Yeni değil aslında, aslına bakarsanız, insanlık olarak iletişimde mağara dönemine döndük!
Hülasa dostlar, insanların hayatında ne ölçüde size ait marka varsa, orada sizin diliniz vardır!
Sonuç...?
Dedesini anlamayan torun, çocuklarını anlamayan anne baba, birbirini anlamayan kardeşler...!
Evet, yanlış okumadınız, maalesef durumumuz bu...
Kendinizi, meramınızı siz kardeşlerinize anlatamamışken, dünyaya nasıl anlatacaksınız?
Nitekim, anlatamıyoruz!
Buraya kadar yazdıklarımı, bir kesimi ya da bir ideolojiyi, farklı dünya görüşüne mensup insanları itham etmek maksadıyla yazmadım!

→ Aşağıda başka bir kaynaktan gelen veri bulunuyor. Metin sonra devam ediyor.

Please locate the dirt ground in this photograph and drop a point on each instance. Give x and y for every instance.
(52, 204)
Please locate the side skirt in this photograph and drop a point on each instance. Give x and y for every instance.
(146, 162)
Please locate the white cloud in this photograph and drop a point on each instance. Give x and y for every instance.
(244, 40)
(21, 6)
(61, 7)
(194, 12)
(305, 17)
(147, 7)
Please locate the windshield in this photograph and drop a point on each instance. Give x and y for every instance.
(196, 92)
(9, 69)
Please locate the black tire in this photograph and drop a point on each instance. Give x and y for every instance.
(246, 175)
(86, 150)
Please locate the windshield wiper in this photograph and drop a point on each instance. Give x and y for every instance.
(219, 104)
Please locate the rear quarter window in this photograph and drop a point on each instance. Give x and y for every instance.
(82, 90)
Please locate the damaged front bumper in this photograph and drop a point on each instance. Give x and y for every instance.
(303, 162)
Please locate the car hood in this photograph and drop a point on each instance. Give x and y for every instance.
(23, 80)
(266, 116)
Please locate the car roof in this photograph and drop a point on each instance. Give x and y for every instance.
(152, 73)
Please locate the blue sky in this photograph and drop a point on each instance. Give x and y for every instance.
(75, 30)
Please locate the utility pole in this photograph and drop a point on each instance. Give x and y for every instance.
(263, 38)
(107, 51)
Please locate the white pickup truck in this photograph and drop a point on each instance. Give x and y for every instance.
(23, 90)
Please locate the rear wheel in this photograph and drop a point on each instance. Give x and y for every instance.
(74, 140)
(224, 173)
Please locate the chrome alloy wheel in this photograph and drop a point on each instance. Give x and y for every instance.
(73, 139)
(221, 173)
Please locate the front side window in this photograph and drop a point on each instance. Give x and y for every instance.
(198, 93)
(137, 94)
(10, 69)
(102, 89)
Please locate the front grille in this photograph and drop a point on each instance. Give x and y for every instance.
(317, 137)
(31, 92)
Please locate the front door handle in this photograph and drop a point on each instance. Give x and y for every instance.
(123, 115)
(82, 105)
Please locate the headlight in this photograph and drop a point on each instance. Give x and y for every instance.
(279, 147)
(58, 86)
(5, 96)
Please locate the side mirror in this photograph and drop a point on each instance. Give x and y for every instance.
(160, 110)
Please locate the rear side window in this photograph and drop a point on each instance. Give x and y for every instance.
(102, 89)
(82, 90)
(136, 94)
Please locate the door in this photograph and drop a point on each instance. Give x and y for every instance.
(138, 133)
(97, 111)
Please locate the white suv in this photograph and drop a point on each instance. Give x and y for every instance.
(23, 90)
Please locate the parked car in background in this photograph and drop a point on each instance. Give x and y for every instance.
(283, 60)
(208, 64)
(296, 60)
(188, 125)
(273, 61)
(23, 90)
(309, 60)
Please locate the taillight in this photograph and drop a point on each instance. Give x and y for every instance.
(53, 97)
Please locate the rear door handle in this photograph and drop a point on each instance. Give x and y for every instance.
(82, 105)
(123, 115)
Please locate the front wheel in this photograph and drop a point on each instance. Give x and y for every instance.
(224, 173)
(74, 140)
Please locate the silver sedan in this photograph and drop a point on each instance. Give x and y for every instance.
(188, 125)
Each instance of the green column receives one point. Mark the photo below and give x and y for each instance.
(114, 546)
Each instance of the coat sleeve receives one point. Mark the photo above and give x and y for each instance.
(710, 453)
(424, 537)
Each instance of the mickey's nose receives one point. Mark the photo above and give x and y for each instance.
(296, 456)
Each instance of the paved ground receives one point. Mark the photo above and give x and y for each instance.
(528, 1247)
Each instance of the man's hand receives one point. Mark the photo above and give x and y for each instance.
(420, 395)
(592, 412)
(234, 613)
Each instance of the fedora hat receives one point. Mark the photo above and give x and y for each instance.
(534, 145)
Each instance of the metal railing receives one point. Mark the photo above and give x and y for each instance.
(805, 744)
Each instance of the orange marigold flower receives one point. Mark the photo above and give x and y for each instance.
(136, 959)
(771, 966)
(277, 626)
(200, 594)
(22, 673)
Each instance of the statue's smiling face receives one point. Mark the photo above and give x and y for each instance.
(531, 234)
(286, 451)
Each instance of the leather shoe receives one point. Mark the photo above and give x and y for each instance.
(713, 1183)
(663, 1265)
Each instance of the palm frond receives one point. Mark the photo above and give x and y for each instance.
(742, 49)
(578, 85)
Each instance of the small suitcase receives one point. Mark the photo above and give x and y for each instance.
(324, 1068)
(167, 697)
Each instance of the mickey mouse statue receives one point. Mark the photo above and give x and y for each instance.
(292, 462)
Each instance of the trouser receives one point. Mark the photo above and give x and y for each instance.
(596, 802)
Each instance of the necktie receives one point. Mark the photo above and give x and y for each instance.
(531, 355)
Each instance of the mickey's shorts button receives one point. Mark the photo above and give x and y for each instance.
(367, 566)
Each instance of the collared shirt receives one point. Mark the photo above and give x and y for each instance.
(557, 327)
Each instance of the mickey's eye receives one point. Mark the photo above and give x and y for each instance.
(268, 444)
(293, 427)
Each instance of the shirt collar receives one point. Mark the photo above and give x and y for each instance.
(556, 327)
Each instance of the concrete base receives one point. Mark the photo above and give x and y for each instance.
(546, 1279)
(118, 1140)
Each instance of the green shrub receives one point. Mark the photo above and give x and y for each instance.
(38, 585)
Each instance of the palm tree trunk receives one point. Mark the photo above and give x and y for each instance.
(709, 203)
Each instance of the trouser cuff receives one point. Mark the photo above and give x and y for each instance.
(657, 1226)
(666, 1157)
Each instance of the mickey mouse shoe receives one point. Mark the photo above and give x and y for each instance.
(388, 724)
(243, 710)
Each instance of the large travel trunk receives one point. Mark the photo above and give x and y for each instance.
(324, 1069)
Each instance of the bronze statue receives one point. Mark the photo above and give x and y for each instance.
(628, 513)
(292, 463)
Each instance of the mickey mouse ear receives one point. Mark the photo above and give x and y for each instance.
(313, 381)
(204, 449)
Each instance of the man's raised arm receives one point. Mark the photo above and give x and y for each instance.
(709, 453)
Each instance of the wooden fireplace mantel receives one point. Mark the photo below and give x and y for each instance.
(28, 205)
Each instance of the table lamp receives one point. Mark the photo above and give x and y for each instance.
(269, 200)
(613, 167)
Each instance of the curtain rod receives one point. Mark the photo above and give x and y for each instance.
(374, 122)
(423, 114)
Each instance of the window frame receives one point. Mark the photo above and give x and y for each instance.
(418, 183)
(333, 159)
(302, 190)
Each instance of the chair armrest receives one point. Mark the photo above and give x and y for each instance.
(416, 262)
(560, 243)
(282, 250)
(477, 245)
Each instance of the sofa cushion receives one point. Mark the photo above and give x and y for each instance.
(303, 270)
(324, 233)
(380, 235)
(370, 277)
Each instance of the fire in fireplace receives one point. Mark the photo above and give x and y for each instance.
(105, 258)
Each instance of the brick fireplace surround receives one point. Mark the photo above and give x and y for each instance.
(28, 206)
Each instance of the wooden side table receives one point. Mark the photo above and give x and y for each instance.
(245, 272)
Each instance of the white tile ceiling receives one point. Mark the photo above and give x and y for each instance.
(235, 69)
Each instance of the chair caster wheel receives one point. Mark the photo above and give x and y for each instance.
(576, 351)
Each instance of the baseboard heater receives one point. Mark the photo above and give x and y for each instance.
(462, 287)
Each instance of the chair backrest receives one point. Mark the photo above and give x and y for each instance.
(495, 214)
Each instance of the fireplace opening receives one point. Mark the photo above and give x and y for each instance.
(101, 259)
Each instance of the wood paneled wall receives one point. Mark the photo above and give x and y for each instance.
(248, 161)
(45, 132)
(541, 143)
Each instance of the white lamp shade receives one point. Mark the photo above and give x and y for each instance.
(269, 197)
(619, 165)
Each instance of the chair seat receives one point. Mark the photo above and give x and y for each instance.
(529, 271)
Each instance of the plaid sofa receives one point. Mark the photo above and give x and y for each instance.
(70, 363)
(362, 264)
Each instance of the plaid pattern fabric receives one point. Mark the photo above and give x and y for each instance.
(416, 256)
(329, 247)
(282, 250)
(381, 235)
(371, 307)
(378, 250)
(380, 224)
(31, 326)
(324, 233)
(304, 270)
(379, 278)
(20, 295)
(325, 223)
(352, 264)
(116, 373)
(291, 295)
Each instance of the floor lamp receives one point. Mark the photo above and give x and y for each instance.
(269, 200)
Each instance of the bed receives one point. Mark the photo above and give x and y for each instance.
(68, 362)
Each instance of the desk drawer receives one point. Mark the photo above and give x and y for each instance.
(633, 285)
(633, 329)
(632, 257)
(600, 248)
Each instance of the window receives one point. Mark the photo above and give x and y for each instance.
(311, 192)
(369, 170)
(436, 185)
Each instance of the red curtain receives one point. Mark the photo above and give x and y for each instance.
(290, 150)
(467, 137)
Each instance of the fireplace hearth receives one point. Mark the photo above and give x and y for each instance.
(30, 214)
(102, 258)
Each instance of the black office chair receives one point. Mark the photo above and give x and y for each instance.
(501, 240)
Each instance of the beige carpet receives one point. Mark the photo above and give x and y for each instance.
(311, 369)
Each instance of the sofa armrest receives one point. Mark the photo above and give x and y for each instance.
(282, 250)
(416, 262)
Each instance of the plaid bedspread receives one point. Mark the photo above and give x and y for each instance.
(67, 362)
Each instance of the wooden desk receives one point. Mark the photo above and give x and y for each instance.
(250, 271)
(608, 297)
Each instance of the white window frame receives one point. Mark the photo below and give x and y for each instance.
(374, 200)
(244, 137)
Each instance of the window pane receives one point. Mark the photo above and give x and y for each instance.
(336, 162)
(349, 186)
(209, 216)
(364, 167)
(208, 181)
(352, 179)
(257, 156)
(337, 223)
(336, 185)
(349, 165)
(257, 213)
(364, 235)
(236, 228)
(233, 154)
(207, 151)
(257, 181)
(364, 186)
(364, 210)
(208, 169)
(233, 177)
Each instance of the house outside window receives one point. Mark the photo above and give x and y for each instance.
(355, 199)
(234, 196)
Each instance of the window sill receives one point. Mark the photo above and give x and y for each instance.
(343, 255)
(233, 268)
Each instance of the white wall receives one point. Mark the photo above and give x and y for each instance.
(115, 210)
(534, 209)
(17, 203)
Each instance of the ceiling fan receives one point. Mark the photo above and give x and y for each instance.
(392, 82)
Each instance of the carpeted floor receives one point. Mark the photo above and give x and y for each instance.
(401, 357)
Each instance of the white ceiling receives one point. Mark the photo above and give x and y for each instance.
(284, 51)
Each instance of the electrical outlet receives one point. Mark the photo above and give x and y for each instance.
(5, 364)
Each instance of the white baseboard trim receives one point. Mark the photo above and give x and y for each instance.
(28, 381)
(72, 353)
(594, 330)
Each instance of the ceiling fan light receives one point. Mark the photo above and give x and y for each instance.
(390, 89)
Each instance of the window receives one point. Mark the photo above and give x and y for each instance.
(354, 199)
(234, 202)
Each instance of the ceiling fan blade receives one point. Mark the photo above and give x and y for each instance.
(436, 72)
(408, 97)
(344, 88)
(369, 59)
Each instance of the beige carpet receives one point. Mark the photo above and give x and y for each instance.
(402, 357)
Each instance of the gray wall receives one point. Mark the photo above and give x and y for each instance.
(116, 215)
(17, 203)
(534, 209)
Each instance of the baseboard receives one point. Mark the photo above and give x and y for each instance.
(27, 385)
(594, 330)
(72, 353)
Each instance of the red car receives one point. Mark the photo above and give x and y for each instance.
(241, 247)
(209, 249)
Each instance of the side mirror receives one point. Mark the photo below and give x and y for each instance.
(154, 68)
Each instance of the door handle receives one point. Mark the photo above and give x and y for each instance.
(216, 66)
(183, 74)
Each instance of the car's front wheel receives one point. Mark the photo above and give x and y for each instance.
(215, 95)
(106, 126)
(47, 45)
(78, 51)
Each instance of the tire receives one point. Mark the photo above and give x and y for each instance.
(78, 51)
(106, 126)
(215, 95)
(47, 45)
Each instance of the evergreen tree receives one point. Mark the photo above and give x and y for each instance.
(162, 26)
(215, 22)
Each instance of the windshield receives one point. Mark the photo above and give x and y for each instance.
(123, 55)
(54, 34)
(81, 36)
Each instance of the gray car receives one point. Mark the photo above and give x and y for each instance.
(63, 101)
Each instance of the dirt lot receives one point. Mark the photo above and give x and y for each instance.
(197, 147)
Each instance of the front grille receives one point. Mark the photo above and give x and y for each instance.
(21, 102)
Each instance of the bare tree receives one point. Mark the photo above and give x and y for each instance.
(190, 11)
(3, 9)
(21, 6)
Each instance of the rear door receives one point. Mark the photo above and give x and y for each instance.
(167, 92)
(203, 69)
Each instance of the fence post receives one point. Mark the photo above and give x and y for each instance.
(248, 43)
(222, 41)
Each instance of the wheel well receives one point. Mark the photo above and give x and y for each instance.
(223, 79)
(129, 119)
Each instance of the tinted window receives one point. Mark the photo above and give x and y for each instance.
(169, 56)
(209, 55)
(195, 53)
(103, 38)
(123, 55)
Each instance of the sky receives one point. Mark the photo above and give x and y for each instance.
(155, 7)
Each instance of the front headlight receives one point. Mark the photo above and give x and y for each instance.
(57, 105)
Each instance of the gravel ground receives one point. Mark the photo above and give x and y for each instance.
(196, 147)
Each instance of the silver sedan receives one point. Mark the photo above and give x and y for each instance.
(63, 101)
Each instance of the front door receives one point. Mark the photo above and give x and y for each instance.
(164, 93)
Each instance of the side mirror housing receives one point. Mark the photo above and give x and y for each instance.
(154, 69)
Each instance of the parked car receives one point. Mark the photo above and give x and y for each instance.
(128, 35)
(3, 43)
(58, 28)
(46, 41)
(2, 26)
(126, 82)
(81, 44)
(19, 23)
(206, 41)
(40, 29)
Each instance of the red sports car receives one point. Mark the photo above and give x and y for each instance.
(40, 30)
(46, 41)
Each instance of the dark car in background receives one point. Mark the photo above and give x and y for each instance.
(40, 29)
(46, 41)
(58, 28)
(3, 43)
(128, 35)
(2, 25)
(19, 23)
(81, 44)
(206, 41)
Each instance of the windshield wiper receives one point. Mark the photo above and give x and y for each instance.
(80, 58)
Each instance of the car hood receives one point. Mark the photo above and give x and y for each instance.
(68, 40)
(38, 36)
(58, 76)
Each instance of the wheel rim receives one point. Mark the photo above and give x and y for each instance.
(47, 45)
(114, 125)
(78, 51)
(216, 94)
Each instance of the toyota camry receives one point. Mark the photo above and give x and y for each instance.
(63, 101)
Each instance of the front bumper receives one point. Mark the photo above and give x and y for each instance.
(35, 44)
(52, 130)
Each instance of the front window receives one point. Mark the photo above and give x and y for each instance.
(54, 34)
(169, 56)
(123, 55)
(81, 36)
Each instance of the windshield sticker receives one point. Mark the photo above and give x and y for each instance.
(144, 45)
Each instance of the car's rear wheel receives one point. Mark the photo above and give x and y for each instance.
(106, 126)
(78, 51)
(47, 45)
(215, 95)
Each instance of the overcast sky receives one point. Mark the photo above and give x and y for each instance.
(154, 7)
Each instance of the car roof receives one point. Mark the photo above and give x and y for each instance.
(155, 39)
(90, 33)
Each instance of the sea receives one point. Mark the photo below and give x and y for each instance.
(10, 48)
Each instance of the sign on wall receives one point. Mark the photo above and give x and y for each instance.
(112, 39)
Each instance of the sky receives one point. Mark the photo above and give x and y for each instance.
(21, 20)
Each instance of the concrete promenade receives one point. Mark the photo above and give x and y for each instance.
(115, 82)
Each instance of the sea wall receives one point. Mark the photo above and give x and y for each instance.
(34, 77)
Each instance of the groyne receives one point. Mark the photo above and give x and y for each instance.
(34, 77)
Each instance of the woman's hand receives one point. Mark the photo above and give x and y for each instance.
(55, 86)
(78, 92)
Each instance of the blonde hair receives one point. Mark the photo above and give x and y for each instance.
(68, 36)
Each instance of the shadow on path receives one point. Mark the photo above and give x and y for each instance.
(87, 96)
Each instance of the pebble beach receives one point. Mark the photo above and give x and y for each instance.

Yaşanan hali, bizzat kendi üzerimden anlatırsam, sanırım meramımı daha iyi anlamış olursunuz.
Bir Türk Milliyetçisi olarak, bendenizin ülküsü, "Turan" dır!
"Turan" her bir Türk Milliyetçisinin, "Kızıl Elması" dır!
Bir Türk Milliyetçisi olmamın yanında, mesleki seçimimde de medeniyetimin, kültürümün bir nevi dili olarak, tiyatro sanatçılığı nasip ederse oldu.
Geçen gün, Türk Dünyası şairleriyle, internet üzerinden bir telekonferans toplantı gerçekleştirdik.
Kazakistan, Azerbaycan, Türkiye...
Kazakistan, Özbekistan, Kırgızistan, Azerbaycan, Türkmenistan şair, ressam, müzik, tiyatro sanatçıları olarak ülkemizde bir buluşmayı planlıyoruz.
Kazakistan'dan şair kardeşim Rusça konuyor, Azerbaycan'dan Yılmaz kardeşim bana Türkçe anlatıyor,
ben Türkiye Türkçesiyle anlatıyorum, Azerbaycan'dan Yılmaz kardeşim benim söylediklerimi, Rusça Kazakistan'daki kardeşimize anlatıyor (!)
Parantez içerisindeki ünlem işareti tamamen kendi düştüğüm haledir, kimseler üzerine alınmasın lütfen!
Sen, Turan için kendini bildin bileli, canından, malından vazgeçmeyi şeref bil, lakin Kazakistan Türk'ü kardeşinle, Azerbaycan Türk'ü kardeşinin aracılığı ile Rusça anlaşmaya çalış!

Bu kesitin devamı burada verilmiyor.